Filmbuch-Rezensionen
Filmbuch des Monats
Januar 2010

Tullio Kezich:
Federico Fellini
Das Buch der Filme
Schirmer/Mosel, München 2009
320 S., 58 €
ISBN 978-3-8296-0423-9

Tullio Kezich:
Federico Fellini.
Das Buch der Filme

In diesem Monat, in diesem Jahr steht sein 90. Geburtstag auf dem Künstlerkalender. Federico Fellini, geboren 1920, gestorben 1993, war einer der großen Regisseure des zwanzigsten Jahrhunderts. Seinen ersten Film drehte er 1950, seinen letzten 1990. Sein Werk umfasst zwanzig lange Spielfilme, einen halblangen, drei Beiträge zu Episodenfilmen und einen Dokumentarfilm. Er hatte in den fünfziger und sechziger Jahren seine größten Erfolge, in den Siebzigern und Achtzigern auch viele Misserfolge. Über alle Jahrzehnte hinweg wurde er geliebt und verehrt als Inkarnation eines lebenslustigen und kreativen italienischen Künstlers. Mit mindestens fünf Filmen ist ihm so etwas wie eine Unsterblichkeit gewiss: LA STRADA, LE NOTTI DI CABIRIA, LA DOLCE VITA, OTTO E MEZZO, ROMA. 1993, ein halbes Jahr vor seinem Tod, erhielt er den Ehren-‚Oscar’ für sein Lebenswerk.

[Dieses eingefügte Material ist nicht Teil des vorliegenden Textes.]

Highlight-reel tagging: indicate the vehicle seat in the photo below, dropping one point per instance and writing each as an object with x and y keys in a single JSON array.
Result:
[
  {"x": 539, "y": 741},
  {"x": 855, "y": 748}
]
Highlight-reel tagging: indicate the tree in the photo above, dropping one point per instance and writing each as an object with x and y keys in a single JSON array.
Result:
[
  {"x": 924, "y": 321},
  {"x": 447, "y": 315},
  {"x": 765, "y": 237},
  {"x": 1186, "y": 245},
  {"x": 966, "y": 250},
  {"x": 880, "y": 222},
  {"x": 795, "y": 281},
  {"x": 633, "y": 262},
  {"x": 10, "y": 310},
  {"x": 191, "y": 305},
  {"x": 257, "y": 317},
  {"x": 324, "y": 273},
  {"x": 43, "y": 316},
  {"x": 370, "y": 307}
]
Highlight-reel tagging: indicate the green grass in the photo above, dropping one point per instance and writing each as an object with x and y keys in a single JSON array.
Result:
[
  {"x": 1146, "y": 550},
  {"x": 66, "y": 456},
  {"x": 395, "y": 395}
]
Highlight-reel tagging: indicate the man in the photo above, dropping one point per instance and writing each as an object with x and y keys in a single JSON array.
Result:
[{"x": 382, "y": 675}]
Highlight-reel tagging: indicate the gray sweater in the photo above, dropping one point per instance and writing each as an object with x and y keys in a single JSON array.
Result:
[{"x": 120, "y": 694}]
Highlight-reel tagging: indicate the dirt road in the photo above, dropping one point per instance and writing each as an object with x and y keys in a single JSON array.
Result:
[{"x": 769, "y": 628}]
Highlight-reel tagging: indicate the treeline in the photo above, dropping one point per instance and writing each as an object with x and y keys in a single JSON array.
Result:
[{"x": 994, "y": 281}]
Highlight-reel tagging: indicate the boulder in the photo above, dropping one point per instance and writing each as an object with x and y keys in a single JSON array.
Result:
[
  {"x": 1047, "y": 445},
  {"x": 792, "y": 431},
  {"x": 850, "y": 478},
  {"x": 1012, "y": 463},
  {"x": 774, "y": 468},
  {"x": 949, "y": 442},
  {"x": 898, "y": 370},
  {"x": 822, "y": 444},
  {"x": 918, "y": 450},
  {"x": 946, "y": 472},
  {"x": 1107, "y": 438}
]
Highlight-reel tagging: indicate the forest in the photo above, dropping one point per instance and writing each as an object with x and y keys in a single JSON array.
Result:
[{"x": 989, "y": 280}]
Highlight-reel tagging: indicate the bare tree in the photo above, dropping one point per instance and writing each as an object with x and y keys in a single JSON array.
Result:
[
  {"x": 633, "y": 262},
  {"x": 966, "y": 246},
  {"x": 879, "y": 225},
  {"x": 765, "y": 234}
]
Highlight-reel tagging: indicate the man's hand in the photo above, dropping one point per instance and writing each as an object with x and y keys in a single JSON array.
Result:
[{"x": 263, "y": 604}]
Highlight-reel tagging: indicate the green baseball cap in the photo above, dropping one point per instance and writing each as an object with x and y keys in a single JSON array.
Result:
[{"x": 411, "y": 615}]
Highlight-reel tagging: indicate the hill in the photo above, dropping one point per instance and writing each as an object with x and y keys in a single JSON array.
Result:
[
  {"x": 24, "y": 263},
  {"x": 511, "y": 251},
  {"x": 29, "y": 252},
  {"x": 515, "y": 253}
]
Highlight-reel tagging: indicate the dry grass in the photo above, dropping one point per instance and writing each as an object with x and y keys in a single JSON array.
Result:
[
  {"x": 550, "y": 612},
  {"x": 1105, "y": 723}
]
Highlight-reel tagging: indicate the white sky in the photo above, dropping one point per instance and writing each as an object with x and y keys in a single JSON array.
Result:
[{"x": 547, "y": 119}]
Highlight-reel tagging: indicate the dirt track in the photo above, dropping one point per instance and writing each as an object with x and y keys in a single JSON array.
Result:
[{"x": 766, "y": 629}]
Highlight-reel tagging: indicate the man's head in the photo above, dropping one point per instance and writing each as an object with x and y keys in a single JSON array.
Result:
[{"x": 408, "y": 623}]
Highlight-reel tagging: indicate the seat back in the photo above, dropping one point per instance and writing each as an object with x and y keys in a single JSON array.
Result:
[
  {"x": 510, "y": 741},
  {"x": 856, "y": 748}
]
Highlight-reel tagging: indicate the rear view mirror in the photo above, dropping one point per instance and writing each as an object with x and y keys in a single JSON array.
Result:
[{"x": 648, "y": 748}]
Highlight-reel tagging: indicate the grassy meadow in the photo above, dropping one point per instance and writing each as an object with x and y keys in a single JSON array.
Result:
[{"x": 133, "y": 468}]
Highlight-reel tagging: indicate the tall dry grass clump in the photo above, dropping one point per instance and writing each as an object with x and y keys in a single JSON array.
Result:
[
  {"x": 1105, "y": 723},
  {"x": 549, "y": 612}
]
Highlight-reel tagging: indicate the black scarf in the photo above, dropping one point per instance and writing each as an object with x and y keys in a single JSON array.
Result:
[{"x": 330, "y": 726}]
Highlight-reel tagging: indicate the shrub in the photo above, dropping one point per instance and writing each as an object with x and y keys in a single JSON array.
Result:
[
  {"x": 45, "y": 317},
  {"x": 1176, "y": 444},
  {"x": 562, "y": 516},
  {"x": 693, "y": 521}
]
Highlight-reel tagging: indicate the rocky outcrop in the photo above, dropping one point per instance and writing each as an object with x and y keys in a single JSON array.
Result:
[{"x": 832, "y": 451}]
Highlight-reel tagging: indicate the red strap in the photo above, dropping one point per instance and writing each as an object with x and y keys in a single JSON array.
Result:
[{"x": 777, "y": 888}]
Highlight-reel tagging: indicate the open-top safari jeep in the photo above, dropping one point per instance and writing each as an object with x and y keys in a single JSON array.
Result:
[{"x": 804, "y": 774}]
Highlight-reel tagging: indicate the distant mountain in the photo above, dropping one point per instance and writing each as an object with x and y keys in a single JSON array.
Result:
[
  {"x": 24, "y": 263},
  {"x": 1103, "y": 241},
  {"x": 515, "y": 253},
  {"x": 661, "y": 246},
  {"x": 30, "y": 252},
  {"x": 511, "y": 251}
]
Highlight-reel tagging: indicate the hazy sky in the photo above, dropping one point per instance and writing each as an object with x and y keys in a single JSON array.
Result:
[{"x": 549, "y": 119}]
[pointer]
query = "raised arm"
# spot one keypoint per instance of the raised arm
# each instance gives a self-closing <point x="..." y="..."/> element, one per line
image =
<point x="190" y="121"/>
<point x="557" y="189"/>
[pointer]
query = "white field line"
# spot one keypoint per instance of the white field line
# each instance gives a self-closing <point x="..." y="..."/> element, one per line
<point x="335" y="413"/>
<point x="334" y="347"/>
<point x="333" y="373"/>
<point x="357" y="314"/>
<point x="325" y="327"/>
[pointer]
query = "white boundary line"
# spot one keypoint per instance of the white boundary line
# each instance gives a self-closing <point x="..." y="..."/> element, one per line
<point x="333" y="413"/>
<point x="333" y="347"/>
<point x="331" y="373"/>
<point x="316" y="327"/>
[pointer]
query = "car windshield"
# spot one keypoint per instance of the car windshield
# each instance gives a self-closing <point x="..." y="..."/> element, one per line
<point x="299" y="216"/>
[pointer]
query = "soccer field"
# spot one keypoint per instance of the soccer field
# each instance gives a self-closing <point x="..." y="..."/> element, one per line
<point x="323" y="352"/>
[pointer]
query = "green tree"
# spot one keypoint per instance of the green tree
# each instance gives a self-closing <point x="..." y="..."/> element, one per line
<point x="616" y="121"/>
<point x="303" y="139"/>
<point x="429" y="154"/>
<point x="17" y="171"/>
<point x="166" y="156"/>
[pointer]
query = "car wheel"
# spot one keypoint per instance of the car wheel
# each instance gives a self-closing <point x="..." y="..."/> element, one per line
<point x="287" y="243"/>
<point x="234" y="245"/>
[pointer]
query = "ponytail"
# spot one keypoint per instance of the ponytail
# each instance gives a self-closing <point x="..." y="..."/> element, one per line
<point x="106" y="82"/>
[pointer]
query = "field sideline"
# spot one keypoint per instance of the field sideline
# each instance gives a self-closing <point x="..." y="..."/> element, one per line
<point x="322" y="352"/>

In der Filmliteratur hatte Fellini immer eine große Präsenz, vor allem weil der Zürcher Verleger Daniel Keel ihn für den Größten hielt. Im Diogenes-Verlag wurden deshalb fast alle Drehbücher publiziert, gesammelte Aufsätze und 1989 die voluminöse Biografie von Tullio Kezich. Bei Rowohlt gab es 1989 das kleine Fellini-Buch von Michael Töteberg, in der Heyne-Filmbibliothek einen Band von Claudio Fava und Aldo Vigano. Andererseits: in der Blauen Reihe des Hanser-Verlages erschienen Monografien über Antonioni, Bertolucci, Pasolini, Rosi, Rossellini, Visconti, aber keine über Fellini. Ein Beweis dafür, dass die Reihe zu früh eingestellt wurde. Der Herbig Verlag publizierte 1996 das Buch „Ich, Fellini“ von Charlotte Chandler, Diogenes 2005 eine Überrbeitung der Biografie. Seither war Stille auf dem Markt. Höchste Zeit also für etwas Neues. Das liegt mit Tullio Kezichs „Buch der Filme“ nun vor.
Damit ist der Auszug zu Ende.